A psicopedagoga Ticiana Santiago destaca que “temos no Ceará coletivos muito fortes que atuam na garantia de direitos de crianças e adolescentes”, mas é necessário integrar políticas públicas.

Precisa haver uma ação intersetorial entre educação, saúde e assistência social para pensar ações voltadas à infância. A escola é o lugar de socialização secundária – depois da família, é a partir da escola que a pessoa vai entender a sociedade.
Ticiana Santiago
Psicóloga e professora da Universidade Estadual do Ceará
 

Já o professor Pedro Monteiro frisa que “a escola, em relação à estrutura das moradias, não tem o que fazer: ela recebe o problema e lida com ele, sendo apenas um espaço de discussão”.

“O que cabe é ter movimentos populares fortes que possam reivindicar políticas habitacionais, a desapropriação dos latifúndios urbanos. O ideal é ter um governo que garanta direitos, que aplique a Constituição Federal.”

O que diz o poder público

O Diário do Nordeste questionou as secretarias estadual (Seduc) e municipal (SME) da Educação sobre quais as estratégias para identificar situações de vulnerabilidade entre os estudantes e se há integração com os demais órgãos, como de proteção social e habitação, por exemplo, para atuação intersetorial.

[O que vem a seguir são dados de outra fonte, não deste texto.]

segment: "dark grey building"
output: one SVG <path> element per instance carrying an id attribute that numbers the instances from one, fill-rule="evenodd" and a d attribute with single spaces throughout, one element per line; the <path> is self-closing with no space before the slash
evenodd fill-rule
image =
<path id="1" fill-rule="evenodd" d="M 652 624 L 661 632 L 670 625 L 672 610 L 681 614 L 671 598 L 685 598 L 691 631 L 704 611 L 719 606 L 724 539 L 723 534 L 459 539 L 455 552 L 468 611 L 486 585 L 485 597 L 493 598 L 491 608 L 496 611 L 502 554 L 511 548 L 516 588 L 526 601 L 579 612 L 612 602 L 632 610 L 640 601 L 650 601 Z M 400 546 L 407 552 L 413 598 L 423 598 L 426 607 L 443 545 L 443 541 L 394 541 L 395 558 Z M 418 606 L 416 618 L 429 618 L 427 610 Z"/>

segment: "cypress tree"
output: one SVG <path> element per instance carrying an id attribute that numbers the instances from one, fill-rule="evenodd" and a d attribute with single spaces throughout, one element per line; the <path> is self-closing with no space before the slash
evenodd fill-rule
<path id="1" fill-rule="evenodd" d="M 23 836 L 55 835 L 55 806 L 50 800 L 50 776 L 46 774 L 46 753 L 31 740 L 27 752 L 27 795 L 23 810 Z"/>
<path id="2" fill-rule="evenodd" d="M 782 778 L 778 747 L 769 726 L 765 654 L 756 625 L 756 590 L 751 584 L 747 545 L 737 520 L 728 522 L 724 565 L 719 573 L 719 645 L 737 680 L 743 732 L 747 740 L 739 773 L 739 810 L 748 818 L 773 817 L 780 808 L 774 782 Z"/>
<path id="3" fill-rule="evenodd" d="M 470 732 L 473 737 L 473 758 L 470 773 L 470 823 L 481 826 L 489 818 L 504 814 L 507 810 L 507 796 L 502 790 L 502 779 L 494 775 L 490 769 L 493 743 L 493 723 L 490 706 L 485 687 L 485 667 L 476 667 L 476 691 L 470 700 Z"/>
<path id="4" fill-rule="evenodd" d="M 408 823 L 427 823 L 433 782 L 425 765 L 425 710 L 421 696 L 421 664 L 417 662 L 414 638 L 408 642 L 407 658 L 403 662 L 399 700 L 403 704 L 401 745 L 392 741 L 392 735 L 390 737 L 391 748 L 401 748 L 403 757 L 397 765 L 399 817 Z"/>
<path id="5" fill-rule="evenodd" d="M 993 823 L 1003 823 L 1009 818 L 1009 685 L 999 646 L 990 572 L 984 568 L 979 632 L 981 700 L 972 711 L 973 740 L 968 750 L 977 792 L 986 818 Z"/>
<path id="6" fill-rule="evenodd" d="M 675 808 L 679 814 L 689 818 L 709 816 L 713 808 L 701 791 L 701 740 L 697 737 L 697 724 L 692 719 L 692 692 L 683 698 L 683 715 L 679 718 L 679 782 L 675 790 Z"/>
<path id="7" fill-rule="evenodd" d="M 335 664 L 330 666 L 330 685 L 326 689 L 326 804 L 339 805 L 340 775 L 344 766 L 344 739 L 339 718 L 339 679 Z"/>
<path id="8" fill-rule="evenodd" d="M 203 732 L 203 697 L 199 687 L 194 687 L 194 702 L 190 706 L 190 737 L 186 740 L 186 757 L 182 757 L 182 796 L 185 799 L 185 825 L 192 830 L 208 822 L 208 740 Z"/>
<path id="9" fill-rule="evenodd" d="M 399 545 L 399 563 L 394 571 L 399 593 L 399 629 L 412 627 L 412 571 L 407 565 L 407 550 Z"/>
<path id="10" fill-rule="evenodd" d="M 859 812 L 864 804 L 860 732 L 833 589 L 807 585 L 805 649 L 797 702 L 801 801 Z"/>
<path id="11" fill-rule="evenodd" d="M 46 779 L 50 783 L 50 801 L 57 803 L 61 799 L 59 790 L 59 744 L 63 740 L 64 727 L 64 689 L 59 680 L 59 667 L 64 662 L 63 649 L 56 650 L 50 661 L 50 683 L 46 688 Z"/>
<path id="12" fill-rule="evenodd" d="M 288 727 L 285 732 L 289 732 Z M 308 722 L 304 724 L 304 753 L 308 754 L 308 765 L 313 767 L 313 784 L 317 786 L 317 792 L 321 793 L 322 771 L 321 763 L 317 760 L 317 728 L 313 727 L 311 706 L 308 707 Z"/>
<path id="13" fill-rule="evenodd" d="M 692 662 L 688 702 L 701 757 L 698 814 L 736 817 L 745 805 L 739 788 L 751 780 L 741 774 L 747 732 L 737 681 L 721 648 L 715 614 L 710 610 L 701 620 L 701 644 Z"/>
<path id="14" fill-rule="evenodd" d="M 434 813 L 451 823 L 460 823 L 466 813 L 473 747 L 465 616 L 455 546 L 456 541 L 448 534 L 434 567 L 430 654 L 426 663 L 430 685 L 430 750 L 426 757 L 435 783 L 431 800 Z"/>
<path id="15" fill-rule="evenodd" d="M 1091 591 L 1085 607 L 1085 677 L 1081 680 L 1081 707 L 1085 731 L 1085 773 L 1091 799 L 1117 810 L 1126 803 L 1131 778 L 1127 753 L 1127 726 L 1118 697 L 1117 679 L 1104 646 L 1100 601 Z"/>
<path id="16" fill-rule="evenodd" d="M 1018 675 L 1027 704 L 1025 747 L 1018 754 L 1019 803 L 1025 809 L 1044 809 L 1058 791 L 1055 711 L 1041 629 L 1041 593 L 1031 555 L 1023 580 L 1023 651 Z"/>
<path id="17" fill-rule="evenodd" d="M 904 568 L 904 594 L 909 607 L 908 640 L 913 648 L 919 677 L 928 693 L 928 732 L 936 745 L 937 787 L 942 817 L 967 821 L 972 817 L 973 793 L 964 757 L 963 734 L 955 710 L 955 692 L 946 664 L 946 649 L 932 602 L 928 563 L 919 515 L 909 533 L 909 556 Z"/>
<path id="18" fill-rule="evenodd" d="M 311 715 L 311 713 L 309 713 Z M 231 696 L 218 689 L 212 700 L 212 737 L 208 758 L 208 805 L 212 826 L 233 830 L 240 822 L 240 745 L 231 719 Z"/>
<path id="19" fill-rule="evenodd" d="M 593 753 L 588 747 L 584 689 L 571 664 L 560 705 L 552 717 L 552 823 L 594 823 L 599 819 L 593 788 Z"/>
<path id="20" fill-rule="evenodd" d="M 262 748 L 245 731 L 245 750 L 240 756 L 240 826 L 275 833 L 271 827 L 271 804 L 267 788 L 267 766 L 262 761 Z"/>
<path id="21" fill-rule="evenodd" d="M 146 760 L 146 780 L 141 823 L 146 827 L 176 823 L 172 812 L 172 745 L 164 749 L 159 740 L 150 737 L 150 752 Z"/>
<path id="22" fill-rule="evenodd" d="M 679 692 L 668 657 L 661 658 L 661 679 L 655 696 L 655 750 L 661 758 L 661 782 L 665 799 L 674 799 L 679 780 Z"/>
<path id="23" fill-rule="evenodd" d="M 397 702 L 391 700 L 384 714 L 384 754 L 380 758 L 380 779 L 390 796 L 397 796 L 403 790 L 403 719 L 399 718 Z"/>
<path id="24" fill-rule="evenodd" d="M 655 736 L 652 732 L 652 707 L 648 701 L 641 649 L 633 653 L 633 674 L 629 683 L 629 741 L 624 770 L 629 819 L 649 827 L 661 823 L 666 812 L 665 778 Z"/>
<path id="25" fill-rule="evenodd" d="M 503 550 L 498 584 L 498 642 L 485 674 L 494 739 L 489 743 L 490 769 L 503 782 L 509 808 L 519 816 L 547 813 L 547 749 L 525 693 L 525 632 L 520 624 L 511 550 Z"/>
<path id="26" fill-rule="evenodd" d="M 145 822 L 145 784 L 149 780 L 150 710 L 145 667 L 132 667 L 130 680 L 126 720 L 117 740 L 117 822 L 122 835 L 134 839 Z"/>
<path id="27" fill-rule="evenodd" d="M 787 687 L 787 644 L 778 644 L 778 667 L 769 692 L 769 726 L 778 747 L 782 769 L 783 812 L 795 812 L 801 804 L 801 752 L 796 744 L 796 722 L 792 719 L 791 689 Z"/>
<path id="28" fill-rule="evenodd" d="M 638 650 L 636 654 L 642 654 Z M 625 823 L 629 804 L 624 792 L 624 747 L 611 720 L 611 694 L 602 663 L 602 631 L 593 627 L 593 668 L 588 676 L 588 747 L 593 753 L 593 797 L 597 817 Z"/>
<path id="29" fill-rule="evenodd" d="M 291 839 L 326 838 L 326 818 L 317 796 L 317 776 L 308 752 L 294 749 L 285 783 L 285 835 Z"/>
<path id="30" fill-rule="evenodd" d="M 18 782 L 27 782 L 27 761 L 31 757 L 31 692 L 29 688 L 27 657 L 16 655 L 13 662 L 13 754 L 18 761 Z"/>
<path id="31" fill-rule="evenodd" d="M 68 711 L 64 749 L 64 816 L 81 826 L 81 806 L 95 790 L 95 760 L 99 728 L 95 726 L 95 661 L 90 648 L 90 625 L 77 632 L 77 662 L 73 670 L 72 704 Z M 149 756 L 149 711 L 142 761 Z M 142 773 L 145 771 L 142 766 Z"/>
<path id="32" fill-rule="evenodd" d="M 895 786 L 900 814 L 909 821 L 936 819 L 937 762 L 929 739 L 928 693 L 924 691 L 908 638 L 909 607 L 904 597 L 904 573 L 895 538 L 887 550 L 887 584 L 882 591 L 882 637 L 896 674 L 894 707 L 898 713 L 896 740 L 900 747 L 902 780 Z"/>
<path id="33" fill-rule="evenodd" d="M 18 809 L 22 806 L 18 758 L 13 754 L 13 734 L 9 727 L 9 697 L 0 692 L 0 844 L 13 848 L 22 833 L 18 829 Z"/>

Em nota, a Seduc, responsável pela oferta de ensino médio, reafirmou a escola como espaço que deve assegurar, além de aprendizagem de ualidade, a "proteção integral de crianças e adolescentes".

O órgão afirma que, para isso, "vem fortalecendo a relação de intersetorialidade junto a instituições como Fundo Internacional de Emergência para Crianças das Nações Unidas (Unicef), Secretarias da Proteção Social e da Saúde, e municípios".

A secretaria cita ainda que o Programa Ceará Educada Mais é constituído por oito eixos, entre os quais está "Cuidado e Inclusão". "A Seduc também conta com Assistentes Sociais Educacionais, que fortalecem a relação da escola com a família e a comunidade e estreitam a relação com toda a rede de proteção", finaliza.